Abbiamo già visto in questo articolo come i meccanismi propri dell’influenza sociale condizionino i nostri comportamenti e le nostre decisioni. Può tornare utile riprendere la prospettiva memetica e quelli che Richard Dawkins chiama meme: i “geni” di una cultura – informazioni e comportamenti - che hanno permesso all’umanità di evolversi fino ad ora, grazie alla loro capacità di replicarsi in maniera esponenziale. Proprio come dei virus, utilizzano gli individui per sopravvivere e tramandarsi. Gli ambienti digitali rappresentano l’habitat perfetto per la proliferazione dei meme e vi entriamo in contatto a prescindere dalle nostre intenzioni.
Siamo, poi, naturalmente portati a elaborare le informazioni in nostro possesso in maniera rapida e veloce grazie alle euristiche, quelle scorciatoie mentali che ci permettono di costruire un’idea su un argomento senza effettuare troppi sforzi cognitivi. E dalle euristiche è facile passare ai bias: errori cognitivi che possono portarci a diffondere la famosa “catena di sant’Antonio” senza rifletterci troppo.
Una delle scorciatoie mentali, che attiviamo facilmente mentre scorriamo il nostro feed social, è quella della disponibilità: percepiamo la probabilità di un evento in base alla misura in cui esso è disponibile e all’impatto emotivo del ricordo, piuttosto che sulla reale probabilità che questo si verifichi. Per intenderci, più un’informazione è disponibile e condivisa dagli altri, tanto più penseremo che sia questa sia reale. Qui può scattare uno dei bias di cui parlavamo, ovvero l’effetto del falso consenso: tendiamo a proiettare sugli altri il nostro modo di pensare e crediamo che le nostre preferenze, le nostre opinioni siano condivise dalla maggioranza. A questo si collega anche l’ignoranza pluralistica, l’effetto che rafforza la propensione a conformarci alle opinioni di un gruppo, anche se dissentiamo, visto che abbiamo la percezione che tutti la pensino in un determinato modo (e magari li riteniamo più informati di noi su quell’argomento).
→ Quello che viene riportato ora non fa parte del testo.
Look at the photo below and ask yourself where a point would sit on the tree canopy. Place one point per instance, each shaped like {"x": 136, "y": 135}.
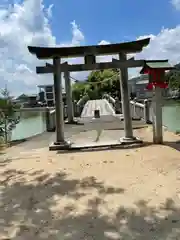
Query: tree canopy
{"x": 98, "y": 83}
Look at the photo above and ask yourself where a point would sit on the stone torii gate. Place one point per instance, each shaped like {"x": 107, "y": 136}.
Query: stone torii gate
{"x": 89, "y": 54}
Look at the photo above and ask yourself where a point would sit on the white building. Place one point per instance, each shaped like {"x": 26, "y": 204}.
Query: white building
{"x": 49, "y": 96}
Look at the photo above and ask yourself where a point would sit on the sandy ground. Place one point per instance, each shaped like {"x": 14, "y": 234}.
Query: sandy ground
{"x": 103, "y": 195}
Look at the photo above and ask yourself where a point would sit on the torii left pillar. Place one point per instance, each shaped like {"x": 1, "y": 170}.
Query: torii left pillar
{"x": 60, "y": 142}
{"x": 70, "y": 109}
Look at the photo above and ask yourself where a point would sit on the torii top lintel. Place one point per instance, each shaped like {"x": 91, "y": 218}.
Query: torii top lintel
{"x": 109, "y": 49}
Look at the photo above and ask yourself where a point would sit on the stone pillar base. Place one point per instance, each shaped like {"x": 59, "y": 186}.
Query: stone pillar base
{"x": 131, "y": 140}
{"x": 60, "y": 146}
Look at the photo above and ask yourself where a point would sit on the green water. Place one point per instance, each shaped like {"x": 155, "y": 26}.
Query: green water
{"x": 31, "y": 124}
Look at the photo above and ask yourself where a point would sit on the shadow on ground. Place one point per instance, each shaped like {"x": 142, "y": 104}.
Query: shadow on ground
{"x": 107, "y": 148}
{"x": 32, "y": 207}
{"x": 175, "y": 145}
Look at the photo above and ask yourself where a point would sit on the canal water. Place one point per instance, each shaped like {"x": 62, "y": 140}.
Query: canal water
{"x": 33, "y": 123}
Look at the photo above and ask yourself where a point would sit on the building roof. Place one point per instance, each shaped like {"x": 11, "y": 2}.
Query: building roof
{"x": 157, "y": 64}
{"x": 109, "y": 49}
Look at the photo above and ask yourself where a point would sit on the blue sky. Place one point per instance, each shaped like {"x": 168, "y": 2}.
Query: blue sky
{"x": 81, "y": 22}
{"x": 117, "y": 20}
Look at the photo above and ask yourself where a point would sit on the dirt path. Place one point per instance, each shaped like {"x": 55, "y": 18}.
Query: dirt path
{"x": 104, "y": 195}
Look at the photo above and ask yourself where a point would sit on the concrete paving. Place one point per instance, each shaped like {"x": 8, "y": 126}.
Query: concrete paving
{"x": 102, "y": 105}
{"x": 109, "y": 128}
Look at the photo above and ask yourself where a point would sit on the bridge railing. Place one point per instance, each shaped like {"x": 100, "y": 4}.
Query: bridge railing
{"x": 116, "y": 103}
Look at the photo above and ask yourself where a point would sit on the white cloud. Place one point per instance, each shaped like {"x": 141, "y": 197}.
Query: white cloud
{"x": 24, "y": 24}
{"x": 176, "y": 4}
{"x": 27, "y": 23}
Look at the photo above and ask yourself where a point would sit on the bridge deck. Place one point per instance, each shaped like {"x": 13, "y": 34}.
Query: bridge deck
{"x": 109, "y": 127}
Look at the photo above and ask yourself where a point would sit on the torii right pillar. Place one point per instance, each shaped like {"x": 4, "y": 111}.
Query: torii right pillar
{"x": 128, "y": 130}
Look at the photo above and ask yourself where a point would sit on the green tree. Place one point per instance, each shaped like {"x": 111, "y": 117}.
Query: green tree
{"x": 97, "y": 83}
{"x": 8, "y": 118}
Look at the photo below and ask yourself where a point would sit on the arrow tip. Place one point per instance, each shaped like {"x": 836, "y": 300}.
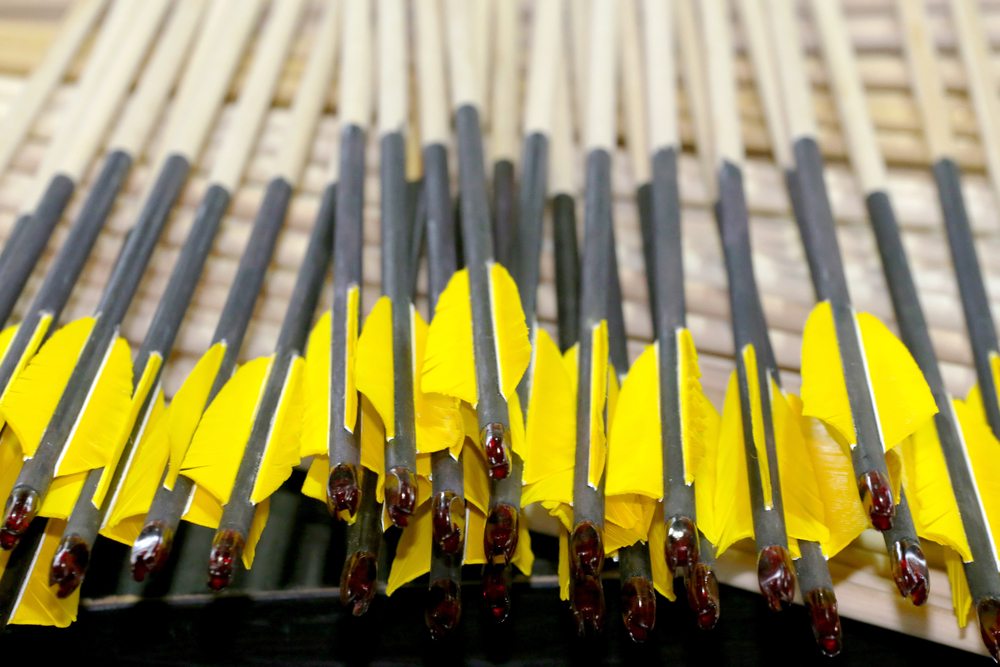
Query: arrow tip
{"x": 448, "y": 513}
{"x": 227, "y": 547}
{"x": 22, "y": 506}
{"x": 876, "y": 496}
{"x": 69, "y": 565}
{"x": 357, "y": 582}
{"x": 151, "y": 549}
{"x": 703, "y": 595}
{"x": 776, "y": 576}
{"x": 825, "y": 620}
{"x": 400, "y": 495}
{"x": 909, "y": 570}
{"x": 444, "y": 608}
{"x": 343, "y": 492}
{"x": 638, "y": 608}
{"x": 988, "y": 611}
{"x": 681, "y": 547}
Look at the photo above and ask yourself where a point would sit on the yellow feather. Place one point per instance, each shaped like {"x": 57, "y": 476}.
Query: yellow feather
{"x": 187, "y": 407}
{"x": 62, "y": 495}
{"x": 600, "y": 369}
{"x": 141, "y": 479}
{"x": 413, "y": 553}
{"x": 981, "y": 447}
{"x": 217, "y": 447}
{"x": 316, "y": 429}
{"x": 961, "y": 598}
{"x": 512, "y": 343}
{"x": 731, "y": 501}
{"x": 150, "y": 376}
{"x": 281, "y": 453}
{"x": 449, "y": 363}
{"x": 929, "y": 491}
{"x": 662, "y": 581}
{"x": 803, "y": 504}
{"x": 845, "y": 518}
{"x": 38, "y": 604}
{"x": 635, "y": 448}
{"x": 902, "y": 396}
{"x": 551, "y": 418}
{"x": 374, "y": 365}
{"x": 351, "y": 352}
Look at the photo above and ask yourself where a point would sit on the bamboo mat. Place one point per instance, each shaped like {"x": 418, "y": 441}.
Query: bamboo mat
{"x": 27, "y": 28}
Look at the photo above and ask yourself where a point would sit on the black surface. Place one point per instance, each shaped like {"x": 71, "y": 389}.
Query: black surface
{"x": 317, "y": 630}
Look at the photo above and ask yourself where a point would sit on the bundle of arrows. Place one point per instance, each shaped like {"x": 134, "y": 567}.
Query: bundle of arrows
{"x": 452, "y": 360}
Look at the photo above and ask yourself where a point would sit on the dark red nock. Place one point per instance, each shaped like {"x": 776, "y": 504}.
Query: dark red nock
{"x": 909, "y": 570}
{"x": 703, "y": 595}
{"x": 496, "y": 592}
{"x": 444, "y": 607}
{"x": 586, "y": 550}
{"x": 876, "y": 496}
{"x": 500, "y": 535}
{"x": 69, "y": 565}
{"x": 821, "y": 603}
{"x": 776, "y": 576}
{"x": 400, "y": 495}
{"x": 638, "y": 608}
{"x": 343, "y": 492}
{"x": 681, "y": 547}
{"x": 988, "y": 611}
{"x": 151, "y": 549}
{"x": 227, "y": 548}
{"x": 448, "y": 513}
{"x": 495, "y": 438}
{"x": 586, "y": 598}
{"x": 357, "y": 582}
{"x": 22, "y": 506}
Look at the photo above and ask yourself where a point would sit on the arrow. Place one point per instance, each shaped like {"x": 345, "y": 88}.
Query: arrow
{"x": 153, "y": 543}
{"x": 58, "y": 412}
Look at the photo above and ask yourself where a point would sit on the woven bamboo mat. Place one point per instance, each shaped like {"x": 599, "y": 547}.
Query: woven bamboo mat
{"x": 27, "y": 27}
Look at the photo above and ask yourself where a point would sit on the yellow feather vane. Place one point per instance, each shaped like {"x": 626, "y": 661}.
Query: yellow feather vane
{"x": 147, "y": 383}
{"x": 903, "y": 399}
{"x": 187, "y": 407}
{"x": 316, "y": 429}
{"x": 138, "y": 487}
{"x": 32, "y": 397}
{"x": 449, "y": 364}
{"x": 37, "y": 603}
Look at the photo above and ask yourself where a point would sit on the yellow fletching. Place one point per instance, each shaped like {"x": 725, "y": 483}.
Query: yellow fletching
{"x": 38, "y": 604}
{"x": 413, "y": 553}
{"x": 731, "y": 498}
{"x": 635, "y": 449}
{"x": 845, "y": 518}
{"x": 903, "y": 399}
{"x": 217, "y": 447}
{"x": 141, "y": 478}
{"x": 961, "y": 598}
{"x": 281, "y": 453}
{"x": 510, "y": 329}
{"x": 449, "y": 362}
{"x": 351, "y": 352}
{"x": 374, "y": 364}
{"x": 599, "y": 370}
{"x": 316, "y": 429}
{"x": 929, "y": 492}
{"x": 551, "y": 419}
{"x": 981, "y": 447}
{"x": 187, "y": 407}
{"x": 150, "y": 376}
{"x": 803, "y": 504}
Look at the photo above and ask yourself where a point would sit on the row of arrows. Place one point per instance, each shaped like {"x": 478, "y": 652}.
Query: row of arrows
{"x": 450, "y": 429}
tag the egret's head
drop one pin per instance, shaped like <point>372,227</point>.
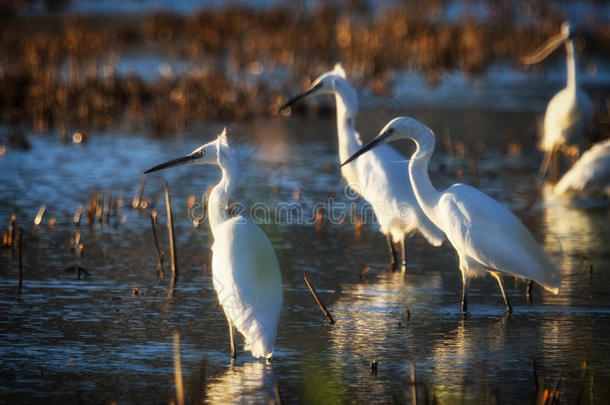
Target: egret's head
<point>566,33</point>
<point>399,128</point>
<point>210,153</point>
<point>327,83</point>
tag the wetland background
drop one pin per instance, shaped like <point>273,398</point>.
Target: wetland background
<point>94,92</point>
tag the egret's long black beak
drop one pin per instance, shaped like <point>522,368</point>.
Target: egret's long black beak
<point>175,162</point>
<point>379,139</point>
<point>300,97</point>
<point>545,50</point>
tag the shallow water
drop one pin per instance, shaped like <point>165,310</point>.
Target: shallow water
<point>92,339</point>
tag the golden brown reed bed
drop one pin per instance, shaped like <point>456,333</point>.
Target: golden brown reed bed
<point>58,71</point>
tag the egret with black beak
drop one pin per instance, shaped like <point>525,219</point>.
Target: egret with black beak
<point>486,235</point>
<point>245,268</point>
<point>381,176</point>
<point>569,114</point>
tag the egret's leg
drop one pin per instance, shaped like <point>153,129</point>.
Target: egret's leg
<point>393,252</point>
<point>232,338</point>
<point>529,291</point>
<point>465,285</point>
<point>509,308</point>
<point>403,246</point>
<point>546,162</point>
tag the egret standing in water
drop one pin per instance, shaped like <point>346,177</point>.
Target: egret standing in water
<point>569,115</point>
<point>485,234</point>
<point>590,175</point>
<point>245,269</point>
<point>380,176</point>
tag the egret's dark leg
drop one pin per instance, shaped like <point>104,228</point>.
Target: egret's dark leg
<point>403,246</point>
<point>465,285</point>
<point>393,252</point>
<point>530,291</point>
<point>546,162</point>
<point>232,338</point>
<point>509,308</point>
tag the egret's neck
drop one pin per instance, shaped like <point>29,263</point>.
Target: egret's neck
<point>571,65</point>
<point>219,197</point>
<point>347,109</point>
<point>427,196</point>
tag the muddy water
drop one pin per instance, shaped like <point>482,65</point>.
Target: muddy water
<point>93,339</point>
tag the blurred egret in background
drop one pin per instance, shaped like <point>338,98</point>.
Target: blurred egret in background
<point>486,235</point>
<point>381,177</point>
<point>569,115</point>
<point>245,268</point>
<point>590,175</point>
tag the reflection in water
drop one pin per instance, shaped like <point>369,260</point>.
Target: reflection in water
<point>455,360</point>
<point>250,382</point>
<point>577,233</point>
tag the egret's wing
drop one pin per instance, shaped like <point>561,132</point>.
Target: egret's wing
<point>247,279</point>
<point>590,174</point>
<point>485,231</point>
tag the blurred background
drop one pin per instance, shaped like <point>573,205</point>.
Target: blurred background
<point>93,92</point>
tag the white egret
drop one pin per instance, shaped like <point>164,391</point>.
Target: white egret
<point>379,177</point>
<point>485,234</point>
<point>590,175</point>
<point>569,114</point>
<point>245,269</point>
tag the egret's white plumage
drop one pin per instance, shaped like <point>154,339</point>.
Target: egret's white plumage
<point>380,177</point>
<point>486,235</point>
<point>245,269</point>
<point>569,114</point>
<point>590,175</point>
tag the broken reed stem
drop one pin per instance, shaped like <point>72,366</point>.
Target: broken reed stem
<point>40,214</point>
<point>78,214</point>
<point>160,255</point>
<point>318,300</point>
<point>178,370</point>
<point>137,200</point>
<point>170,229</point>
<point>413,387</point>
<point>582,382</point>
<point>11,231</point>
<point>276,391</point>
<point>19,252</point>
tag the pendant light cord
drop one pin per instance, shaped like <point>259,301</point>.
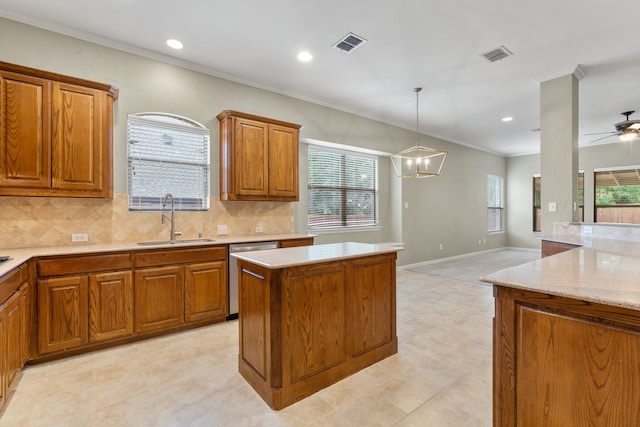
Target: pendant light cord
<point>417,91</point>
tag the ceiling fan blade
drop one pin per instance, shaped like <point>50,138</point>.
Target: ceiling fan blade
<point>600,133</point>
<point>604,137</point>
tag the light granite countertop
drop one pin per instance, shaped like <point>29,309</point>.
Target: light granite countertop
<point>603,271</point>
<point>303,255</point>
<point>20,255</point>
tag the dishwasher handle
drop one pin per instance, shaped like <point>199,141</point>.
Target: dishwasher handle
<point>252,247</point>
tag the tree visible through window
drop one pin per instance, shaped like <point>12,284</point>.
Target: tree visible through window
<point>342,189</point>
<point>167,154</point>
<point>617,196</point>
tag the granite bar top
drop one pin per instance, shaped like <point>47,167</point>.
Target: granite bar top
<point>602,271</point>
<point>304,255</point>
<point>18,256</point>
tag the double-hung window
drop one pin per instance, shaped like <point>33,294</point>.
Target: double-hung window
<point>495,203</point>
<point>167,154</point>
<point>342,189</point>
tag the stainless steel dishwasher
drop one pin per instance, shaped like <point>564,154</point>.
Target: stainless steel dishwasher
<point>233,270</point>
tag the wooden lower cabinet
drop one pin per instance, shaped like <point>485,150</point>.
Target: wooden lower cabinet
<point>205,291</point>
<point>159,296</point>
<point>87,300</point>
<point>110,305</point>
<point>63,313</point>
<point>12,340</point>
<point>15,316</point>
<point>564,362</point>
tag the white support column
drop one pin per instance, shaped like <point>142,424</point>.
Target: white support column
<point>559,149</point>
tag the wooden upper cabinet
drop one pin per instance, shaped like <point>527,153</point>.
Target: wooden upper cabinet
<point>56,137</point>
<point>25,131</point>
<point>79,142</point>
<point>258,158</point>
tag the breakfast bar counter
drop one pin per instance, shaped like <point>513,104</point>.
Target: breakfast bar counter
<point>567,338</point>
<point>311,316</point>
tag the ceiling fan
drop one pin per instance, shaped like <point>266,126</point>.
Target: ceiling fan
<point>627,130</point>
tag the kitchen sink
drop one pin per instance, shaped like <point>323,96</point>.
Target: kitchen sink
<point>175,242</point>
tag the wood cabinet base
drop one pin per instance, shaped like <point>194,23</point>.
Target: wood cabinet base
<point>564,362</point>
<point>304,328</point>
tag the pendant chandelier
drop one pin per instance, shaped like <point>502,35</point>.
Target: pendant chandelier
<point>418,161</point>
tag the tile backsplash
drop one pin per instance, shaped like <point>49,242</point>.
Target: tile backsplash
<point>50,221</point>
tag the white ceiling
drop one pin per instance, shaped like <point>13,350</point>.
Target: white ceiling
<point>434,44</point>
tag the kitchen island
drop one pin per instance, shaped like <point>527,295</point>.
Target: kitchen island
<point>567,338</point>
<point>311,316</point>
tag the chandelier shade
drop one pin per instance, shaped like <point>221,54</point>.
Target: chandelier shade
<point>418,161</point>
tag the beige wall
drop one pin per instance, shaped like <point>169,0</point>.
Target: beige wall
<point>450,209</point>
<point>520,171</point>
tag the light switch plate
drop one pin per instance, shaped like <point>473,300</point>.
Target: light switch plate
<point>80,237</point>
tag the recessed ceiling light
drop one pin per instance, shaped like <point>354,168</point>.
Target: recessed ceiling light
<point>175,44</point>
<point>305,57</point>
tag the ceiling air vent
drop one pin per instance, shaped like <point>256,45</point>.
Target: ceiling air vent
<point>496,54</point>
<point>349,42</point>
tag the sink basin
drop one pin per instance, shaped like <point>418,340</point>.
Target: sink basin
<point>175,242</point>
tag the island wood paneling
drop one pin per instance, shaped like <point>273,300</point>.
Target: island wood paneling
<point>560,361</point>
<point>303,328</point>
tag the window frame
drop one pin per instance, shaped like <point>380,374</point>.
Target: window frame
<point>613,171</point>
<point>344,190</point>
<point>186,165</point>
<point>496,208</point>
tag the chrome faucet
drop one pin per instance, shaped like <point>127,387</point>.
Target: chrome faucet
<point>174,233</point>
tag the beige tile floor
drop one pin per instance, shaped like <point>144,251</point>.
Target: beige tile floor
<point>441,375</point>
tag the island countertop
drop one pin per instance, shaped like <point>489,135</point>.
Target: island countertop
<point>607,273</point>
<point>303,255</point>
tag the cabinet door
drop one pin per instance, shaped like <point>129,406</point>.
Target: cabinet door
<point>251,158</point>
<point>79,141</point>
<point>3,357</point>
<point>14,337</point>
<point>25,134</point>
<point>205,291</point>
<point>63,318</point>
<point>110,305</point>
<point>159,298</point>
<point>283,162</point>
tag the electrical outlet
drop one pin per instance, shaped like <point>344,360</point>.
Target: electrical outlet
<point>80,237</point>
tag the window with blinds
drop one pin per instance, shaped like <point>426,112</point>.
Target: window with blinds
<point>342,189</point>
<point>495,203</point>
<point>167,154</point>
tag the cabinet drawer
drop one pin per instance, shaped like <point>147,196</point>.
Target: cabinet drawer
<point>84,264</point>
<point>306,241</point>
<point>165,256</point>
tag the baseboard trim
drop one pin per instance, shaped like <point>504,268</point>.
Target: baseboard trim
<point>437,260</point>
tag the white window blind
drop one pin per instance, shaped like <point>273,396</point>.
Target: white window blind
<point>495,203</point>
<point>167,154</point>
<point>342,189</point>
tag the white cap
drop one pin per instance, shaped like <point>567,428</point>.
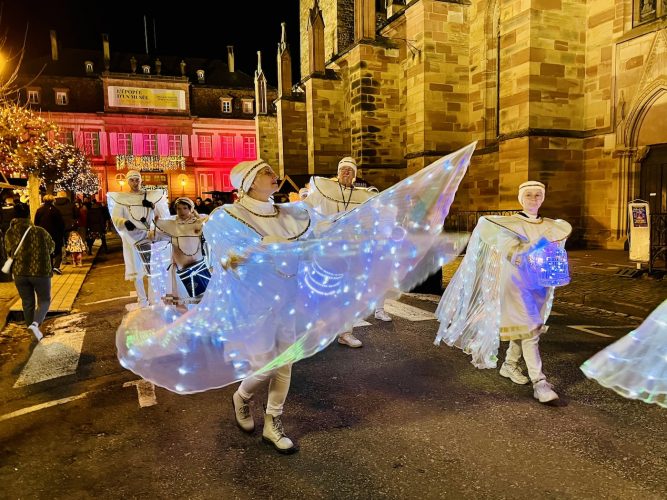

Così, soprattutto se le nostre idee di partenza sono errate, per esperienza personale, per l’appartenenza a un gruppo, tenderanno a trovare conferma in un perverso circuito vizioso alimentato dalle tecnologie proprie dei social network.
Essendo naturalmente portati ad aggregarci in “comunità”, lo facciamo anche online – seppur non del tutto consapevolmente –, polarizzando le nostre posizioni con gruppi omogenei e chiusi, in un processo determinante nel rinforzare l’echo-chamber. Il confronto viene minimizzato ed è sempre più difficile trovare in un ambito omogeneo e chiuso, come può essere un social network, visioni alternative che possano contaminare la nostra “idea” di partenza (o per meglio dire, quella che l’algoritmo pensa sia la nostra). E chi magari avrebbe qualcosa da dire molto spesso è vittima di quella che Noelle-Neumann chiamò la spirale del silenzio: un singolo individuo è disincentivato dall’esprimere apertamente la propria posizione se percepisce che è contraria all’opinione della maggioranza.
Il rischio è quindi, come spesso accade, che personaggi incompetenti occupino spazio sui social media con dissertazioni prive di valenza scientifica, che spaziano dal complottismo alla disinformazione.